Aku mengingat beberapa kalimat yang kadang memang selalu tepat melintas dalam otakku, seperti kali ini dengan beberapa kutipan dari teman karibku. Hidup selalu memberi pilihan, tapi menjalaninya tanpa memikirkan hari esok dan menduga secara berlebihan sepertinya akan menjadi hal yang menyenangkan. Aku hanya membayangkan mendapatkan beberapa cangkir jus semangka ketika terik menyapa dan aku sedang tidak menduga untuk diberikan jus semangka.

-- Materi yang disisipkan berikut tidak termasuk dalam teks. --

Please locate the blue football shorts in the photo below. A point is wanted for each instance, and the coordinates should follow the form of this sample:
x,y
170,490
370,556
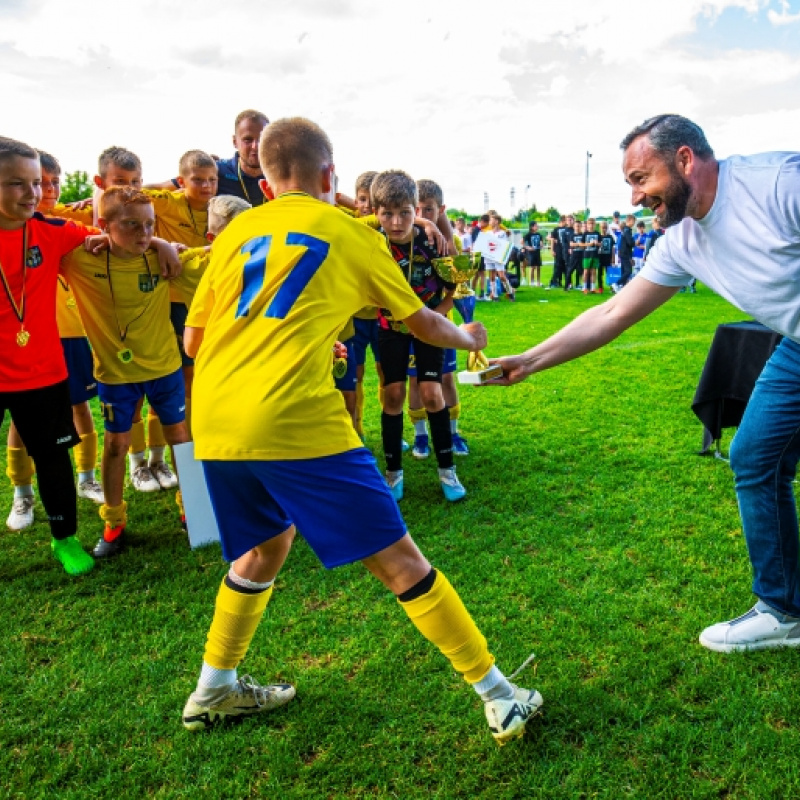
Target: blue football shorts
x,y
340,504
166,396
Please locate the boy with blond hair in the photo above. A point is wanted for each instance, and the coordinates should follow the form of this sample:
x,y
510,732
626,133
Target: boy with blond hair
x,y
432,207
278,310
125,310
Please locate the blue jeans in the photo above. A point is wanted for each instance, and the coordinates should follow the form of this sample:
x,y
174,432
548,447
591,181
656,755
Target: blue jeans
x,y
764,456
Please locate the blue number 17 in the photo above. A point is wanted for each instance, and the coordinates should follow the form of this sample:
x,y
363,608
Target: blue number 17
x,y
255,273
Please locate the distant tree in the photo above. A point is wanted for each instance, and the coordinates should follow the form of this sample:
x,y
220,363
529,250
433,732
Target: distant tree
x,y
75,186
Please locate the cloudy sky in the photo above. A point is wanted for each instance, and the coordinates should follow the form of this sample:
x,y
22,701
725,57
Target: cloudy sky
x,y
480,97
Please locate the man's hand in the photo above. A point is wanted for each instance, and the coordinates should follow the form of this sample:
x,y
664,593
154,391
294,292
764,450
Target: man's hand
x,y
168,260
515,370
478,333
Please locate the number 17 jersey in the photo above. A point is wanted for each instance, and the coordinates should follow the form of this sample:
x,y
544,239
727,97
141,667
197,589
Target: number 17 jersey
x,y
283,280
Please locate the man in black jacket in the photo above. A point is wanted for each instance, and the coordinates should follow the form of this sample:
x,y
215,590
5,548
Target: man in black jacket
x,y
625,252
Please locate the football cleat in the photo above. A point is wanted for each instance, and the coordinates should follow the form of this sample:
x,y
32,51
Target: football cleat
x,y
244,698
143,480
508,716
21,514
451,485
111,543
394,480
91,490
165,477
72,556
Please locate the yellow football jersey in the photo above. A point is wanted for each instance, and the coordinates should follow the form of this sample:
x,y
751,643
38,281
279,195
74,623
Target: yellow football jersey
x,y
68,317
176,220
85,215
283,280
124,305
193,266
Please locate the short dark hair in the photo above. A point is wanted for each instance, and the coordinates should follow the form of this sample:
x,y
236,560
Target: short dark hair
x,y
667,133
11,148
393,188
250,114
49,163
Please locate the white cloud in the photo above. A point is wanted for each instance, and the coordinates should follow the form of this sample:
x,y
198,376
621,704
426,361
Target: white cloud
x,y
479,98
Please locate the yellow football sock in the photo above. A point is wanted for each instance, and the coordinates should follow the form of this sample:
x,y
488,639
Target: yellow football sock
x,y
86,453
189,416
236,617
19,466
360,408
114,516
442,619
137,437
155,431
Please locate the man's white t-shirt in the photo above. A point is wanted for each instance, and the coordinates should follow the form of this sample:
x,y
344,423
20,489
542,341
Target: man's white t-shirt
x,y
747,248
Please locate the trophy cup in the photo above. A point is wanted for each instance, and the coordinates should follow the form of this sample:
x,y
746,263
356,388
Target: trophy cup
x,y
460,270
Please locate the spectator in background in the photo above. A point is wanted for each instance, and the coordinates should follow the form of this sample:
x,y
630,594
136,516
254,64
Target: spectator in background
x,y
559,264
625,253
639,241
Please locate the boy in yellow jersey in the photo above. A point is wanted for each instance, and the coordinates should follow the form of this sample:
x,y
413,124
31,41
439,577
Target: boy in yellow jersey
x,y
182,218
125,309
283,280
82,385
118,166
431,207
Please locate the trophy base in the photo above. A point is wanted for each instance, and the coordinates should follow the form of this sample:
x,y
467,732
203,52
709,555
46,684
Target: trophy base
x,y
481,376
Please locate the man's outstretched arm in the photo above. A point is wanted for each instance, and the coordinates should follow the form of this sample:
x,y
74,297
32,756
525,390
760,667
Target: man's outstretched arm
x,y
590,331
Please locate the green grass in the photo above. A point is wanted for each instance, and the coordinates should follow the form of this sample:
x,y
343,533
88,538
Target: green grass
x,y
592,534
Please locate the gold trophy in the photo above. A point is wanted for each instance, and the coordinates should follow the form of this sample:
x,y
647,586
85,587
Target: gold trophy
x,y
460,270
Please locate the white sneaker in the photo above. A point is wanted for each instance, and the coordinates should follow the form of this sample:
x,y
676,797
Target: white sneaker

Ah, menyenangkan!
Di depanku hamparan harap juga mimpi kutuang lewat beberapa benih bunga matahari. Di sampingku duduk seseorang yang membuatku berharap dan berdoa agar benih tumbuh da menampakkan bunga yang indah. Tapi di langit sana mungkin Tuhan sedang mengumpulkan doaku dan doanya, lalu membuat kesimpulan bahwa ada hati yang sebetulnya tak pernah saling berpaling mesk tatap saling menghindari.
“Apa isi puisi yang tadi kau maksud?” dia bertanya padaku.
“Salah satu isinya, ‘Kukirim padamu beberapa patah kata yang sudah langka, jika suatu hari nanti mereka mencapaimu, rahasiakan. Sia-sia saja memahamiku.’” Dia terlihat berusaha memikirkan makna dari puisi karya Sapardi itu.
“Aku tidak tahu harus memanggil Sapardi dengan sebutan Tuan, Ayah atau Bung untuk berjuta rangkai kata yang ia susun. Menurutmu?” aku bertanya padanya.
“Aku serahkan padamu,” jawabnya dengan raut wajah yang Nampak kebingungan.
“Entahlah, aku masih bingung.”
“Apa yang menjadi sia-sia?” tanyanya kembali.
“Kata yang kukirim padamu.”
“Apa?”
Kali ini kami lebih memilih untuk memperbanyak dialog dari pada menjelaskan apa yang ada di dalam batin kami masing-masing. Di samping pohon kelapa yang berada di ujung taman itu terdapat satu pohon yang duah benar-benar tak lagi tersisa daun di batangnya. Aku mengingat, ia persisnya aku—beberapa tahun yang lalu.
“Aku kehilangan kau yang tak merasa hilang. Atau sebetulnya aku tak pernah kehilangan apa-apa dari siapa, mungkin aku hanya kehilangan keyakinan bahwa aku sedang tidak hilang dari diri seseorang.” Dia menatapku penuh.
“Kita sama-sama merasakan kekosongan itu. Jangan merasa sendiri. Yang sekarang harus kau pikirkan adalah, bagaimana jika kata yang sampai tak pernah sia-sia?” dia membalas dengan tanya.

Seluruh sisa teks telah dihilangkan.